Oil transportation giant World Shipholding Group bought another 523,000 shares in Singapore's Osprey Maritime Ltd, marginally increasing its stake to 53.08 percent. In a statement to the Singapore Exchange, World Shipholding said the Osprey shares -- representing 0.155 percent of the energy transportation group -- were bought in the open market at $1 each. Osprey shares were unchanged at $0.99 when they were last traded on Monday. World Shipholding, amassed 52.93 percent in Osprey from various parties between August and November 28. On December 4, the group made a formal bid of $1 per share for the stake it did not already own after breaching Singapore's takeover trigger of 25 percent.

11 Jan 2001

Fredriksen Ups Osprey Offering

Norway's John Fredriksen raised his offer price for Singapore's Osprey Maritime by 12.5 percent in a move seen likely to result in a management change and possible de-listing of the group.
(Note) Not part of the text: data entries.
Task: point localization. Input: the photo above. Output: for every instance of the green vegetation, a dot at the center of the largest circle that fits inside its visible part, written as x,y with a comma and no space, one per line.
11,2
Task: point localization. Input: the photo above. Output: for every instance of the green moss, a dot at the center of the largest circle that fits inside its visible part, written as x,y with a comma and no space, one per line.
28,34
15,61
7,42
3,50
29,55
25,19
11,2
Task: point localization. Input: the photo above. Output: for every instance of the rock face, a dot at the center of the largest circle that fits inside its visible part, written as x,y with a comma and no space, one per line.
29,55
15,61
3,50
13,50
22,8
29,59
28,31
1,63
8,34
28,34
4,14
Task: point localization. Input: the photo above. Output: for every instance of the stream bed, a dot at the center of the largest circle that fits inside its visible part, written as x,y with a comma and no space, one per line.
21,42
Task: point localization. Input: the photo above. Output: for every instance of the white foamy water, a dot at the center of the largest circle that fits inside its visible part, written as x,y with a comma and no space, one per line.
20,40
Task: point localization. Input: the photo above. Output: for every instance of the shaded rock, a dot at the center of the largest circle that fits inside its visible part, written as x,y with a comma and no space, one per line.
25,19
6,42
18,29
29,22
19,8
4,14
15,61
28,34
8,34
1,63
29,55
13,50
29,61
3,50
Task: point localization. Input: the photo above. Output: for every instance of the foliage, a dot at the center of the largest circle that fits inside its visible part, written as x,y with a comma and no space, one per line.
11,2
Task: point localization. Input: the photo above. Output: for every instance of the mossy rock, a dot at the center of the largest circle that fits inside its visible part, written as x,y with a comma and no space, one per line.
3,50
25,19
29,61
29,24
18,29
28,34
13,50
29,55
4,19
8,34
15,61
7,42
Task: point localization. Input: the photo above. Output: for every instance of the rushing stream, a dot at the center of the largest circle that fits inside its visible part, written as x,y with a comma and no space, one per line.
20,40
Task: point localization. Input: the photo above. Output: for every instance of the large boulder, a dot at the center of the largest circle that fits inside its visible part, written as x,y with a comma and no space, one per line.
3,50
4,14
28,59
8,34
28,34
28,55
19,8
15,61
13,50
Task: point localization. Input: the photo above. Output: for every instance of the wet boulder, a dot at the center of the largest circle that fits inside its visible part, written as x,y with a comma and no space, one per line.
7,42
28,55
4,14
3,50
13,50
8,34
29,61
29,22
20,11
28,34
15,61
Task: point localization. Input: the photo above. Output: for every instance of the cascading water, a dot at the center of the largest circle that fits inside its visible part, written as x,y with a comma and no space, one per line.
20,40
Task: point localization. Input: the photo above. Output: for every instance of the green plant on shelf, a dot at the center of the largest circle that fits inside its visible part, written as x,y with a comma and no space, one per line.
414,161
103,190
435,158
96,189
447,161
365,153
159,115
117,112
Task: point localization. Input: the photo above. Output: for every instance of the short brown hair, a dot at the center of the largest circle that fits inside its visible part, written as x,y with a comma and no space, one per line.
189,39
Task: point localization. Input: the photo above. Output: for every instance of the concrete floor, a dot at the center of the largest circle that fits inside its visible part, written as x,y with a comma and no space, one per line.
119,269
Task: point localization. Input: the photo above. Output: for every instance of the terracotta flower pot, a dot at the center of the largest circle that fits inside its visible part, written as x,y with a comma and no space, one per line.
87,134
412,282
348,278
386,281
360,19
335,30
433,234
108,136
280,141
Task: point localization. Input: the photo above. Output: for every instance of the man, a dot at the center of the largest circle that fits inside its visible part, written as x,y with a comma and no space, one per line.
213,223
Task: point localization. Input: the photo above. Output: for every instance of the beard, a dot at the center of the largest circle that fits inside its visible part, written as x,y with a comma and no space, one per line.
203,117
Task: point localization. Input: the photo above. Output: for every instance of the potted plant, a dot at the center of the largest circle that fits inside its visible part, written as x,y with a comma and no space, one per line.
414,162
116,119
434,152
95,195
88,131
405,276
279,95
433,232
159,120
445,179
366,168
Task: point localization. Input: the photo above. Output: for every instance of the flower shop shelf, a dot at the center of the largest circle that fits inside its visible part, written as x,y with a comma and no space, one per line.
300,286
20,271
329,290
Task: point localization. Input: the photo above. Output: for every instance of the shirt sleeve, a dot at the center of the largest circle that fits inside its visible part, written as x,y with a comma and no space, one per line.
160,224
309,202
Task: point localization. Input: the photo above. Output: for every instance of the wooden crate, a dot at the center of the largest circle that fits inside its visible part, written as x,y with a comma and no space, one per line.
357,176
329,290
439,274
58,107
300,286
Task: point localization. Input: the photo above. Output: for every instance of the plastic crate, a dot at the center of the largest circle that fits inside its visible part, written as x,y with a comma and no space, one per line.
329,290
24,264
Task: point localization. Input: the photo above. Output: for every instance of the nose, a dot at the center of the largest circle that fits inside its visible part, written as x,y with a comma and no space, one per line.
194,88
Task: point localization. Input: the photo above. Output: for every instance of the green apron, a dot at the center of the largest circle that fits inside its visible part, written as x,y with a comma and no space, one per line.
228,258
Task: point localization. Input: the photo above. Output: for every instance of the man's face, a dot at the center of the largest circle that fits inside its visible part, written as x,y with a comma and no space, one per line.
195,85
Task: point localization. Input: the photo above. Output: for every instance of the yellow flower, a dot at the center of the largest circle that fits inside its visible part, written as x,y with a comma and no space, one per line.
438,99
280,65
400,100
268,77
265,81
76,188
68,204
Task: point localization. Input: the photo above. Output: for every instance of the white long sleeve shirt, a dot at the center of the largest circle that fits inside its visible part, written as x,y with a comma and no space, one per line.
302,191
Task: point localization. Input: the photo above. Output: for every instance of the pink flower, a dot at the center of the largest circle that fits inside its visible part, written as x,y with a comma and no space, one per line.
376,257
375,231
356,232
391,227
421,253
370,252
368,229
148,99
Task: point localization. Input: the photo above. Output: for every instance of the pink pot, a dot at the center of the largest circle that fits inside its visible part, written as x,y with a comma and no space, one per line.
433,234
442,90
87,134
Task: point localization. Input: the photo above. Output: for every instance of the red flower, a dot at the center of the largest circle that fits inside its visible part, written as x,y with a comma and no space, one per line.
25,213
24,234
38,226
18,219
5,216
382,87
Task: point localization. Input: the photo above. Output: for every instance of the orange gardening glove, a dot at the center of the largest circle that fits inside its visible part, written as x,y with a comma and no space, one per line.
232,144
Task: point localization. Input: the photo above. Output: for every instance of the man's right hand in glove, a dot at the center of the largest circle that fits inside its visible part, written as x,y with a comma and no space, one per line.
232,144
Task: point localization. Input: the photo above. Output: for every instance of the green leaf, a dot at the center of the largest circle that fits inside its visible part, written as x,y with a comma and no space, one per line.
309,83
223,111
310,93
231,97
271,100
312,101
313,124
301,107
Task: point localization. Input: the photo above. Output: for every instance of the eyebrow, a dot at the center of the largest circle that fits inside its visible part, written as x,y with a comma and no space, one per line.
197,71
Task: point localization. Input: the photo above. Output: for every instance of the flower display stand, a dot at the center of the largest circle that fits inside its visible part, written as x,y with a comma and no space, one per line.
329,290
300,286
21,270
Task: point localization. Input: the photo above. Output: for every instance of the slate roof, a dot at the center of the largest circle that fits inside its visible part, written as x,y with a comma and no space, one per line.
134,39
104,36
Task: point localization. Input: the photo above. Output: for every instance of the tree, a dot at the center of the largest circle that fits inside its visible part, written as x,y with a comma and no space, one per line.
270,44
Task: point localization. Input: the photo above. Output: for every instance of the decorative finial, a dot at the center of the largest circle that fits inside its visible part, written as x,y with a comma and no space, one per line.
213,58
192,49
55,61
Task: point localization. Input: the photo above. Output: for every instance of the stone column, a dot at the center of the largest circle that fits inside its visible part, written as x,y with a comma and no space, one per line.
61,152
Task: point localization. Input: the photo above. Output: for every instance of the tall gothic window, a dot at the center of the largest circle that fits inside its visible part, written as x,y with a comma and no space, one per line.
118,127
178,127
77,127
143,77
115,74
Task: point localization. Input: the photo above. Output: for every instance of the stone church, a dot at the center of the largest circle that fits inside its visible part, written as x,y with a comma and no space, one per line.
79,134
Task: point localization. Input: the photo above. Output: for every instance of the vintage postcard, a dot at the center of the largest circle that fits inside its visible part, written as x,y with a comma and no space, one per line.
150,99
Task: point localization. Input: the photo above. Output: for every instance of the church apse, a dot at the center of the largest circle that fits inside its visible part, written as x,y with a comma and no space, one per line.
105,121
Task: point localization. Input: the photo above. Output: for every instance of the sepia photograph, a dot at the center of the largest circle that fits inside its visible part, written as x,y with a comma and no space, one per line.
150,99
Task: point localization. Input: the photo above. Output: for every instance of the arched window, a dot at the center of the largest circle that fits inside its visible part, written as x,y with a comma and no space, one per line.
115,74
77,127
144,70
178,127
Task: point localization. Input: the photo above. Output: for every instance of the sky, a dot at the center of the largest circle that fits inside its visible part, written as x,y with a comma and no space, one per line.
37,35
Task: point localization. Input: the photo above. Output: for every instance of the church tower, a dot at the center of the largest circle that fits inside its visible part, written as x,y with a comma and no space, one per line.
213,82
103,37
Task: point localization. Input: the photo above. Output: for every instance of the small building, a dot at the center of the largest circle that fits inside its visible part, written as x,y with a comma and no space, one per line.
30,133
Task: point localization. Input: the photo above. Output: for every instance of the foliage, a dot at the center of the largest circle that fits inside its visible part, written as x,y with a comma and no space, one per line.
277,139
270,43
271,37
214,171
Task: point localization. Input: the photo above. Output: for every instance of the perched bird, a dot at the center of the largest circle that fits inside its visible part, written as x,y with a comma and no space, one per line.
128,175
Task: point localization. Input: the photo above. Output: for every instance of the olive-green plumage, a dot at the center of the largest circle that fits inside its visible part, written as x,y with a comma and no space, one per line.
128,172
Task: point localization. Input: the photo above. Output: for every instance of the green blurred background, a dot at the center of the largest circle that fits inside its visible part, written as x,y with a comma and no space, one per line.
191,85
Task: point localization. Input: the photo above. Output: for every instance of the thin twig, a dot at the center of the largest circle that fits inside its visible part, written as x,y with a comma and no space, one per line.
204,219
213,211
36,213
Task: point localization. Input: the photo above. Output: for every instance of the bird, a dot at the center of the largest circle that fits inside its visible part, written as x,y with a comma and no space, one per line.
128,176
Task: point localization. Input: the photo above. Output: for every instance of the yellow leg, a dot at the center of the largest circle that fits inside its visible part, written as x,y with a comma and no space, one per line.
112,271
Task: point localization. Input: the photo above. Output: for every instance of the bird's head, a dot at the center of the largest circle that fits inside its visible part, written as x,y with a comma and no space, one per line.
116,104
Fredriksen, through his privately held World Shipholding Ltd., lifted his offer from S$1.00 to S$1.125 per share for the 38.85 percent of the tanker group he does not already own. Osprey shares ended up 11 percent at S$1.11 after hitting a high of S$1.16. Volume was thin at 660,000 shares. After the market close, the firm announced that its board member Charles Klotz had resigned effective January 10. It did not give a reason. The higher offer comes after criticism from Osprey management that World's initial offer undervalued the company.